The genocide left Dallaire, who pleaded in vain for reinforcements, with severe post-traumatic stress (he recovered, wrote a book, and now sits as a Liberal in the Senate). It also had a devastating effect on the entire Rwandan population, few of whom escaped its ravages. Hundreds of thousands of children were orphaned; tens of thousands of women were raped or mutilated. One such survivor is Alice Mukarurinda, a Tutsi, who tells her harrowing story (“No Small Mercy”) in this issue. Although what we have here are two stories, her own and that of Emmanuel Ndayisaba, a man who fifteen years ago, in the madness that overtook the Hutu majority, brutally cut off her hand. Today, she calls him a friend.

When the killing stopped, the Rwandan Patriotic Front formed the new government and incarcerated more than 100,000 people accused of genocide, war crimes, and crimes against humanity. Their numbers overwhelmed the courts—to give them conventional trials would take decades—so in 2001 the government adopted a more tribal system of justice, turning the accused over to gacaca (pronounced “gachacha”), or village courts, in which victims have a say in sentencing. There are 11,000 gacaca courts. The trials are public and enable victims and their families to confront the accused. The judges, who have basic judicial training, are among hundreds of thousands of individuals elected by Rwandans to facilitate truth and reconciliation.

Alice and Emmanuel told their stories to Jina Moore, an American freelance journalist who commutes between Brooklyn and Kigali. With graduate degrees from the schools of journalism and international and public affairs at Columbia, she writes for (among others) the Boston Globe, the Christian Science Monitor, and Harvard Magazine. It was the Rwandan genocide that kindled her interest in Africa. “I was fourteen when it happened, and I remember struggling to reconcile the horrible reality of the event with the ‘never again’ platitudes I was hearing at Holocaust memorials. I never really got over it, and after college I started reading about it, the way I’d read about the Holocaust in high school. Eventually, it led me there.”

Reconciliation is an old story in Rwanda, and yet Moore found working with Alice and Emmanuel a revelation. “I learned a lot in the non-reporting moments—sitting in Alice’s living room, watching Emmanuel and her four-year-old boy tell each other jokes, and wondering, ‘Who does he think Emmanuel is? And what does he know about his mother’s missing hand? ’ I was surprised to discover that Alice’s husband doesn’t approve of her friendship with Emmanuel—that despite his otherwise religious life (on my last visit he prayed for us all, as Alice read from the Bible), he can’t forgive Emmanuel.

“All of which is to say the obvious: none of this stuff is easy.

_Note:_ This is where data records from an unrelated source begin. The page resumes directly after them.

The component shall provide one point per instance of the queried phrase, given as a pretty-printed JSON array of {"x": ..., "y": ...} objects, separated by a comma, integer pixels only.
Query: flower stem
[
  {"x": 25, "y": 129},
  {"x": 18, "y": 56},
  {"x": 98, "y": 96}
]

It’s not that genocide complicates ordinary life, tinting everything with pain or loss or guilt, but that ordinary life complicates the memory of the genocide—how do you tell your daughter what you did, or your son where your hand went, or your husband that you’re still able to be a good wife, war wound notwithstanding? ”

With all its flaws, the Western criminal justice system is a triumph of civilization. But perhaps there’s something to learn from this Rwandan experiment in grassroots truth and reconciliation. Would Emmanuel have fared as well in a Western court? Would Alice? And, for that matter, would Rwanda?

John Macfarlane
John Macfarlane is the editor and co-publisher of The Walrus.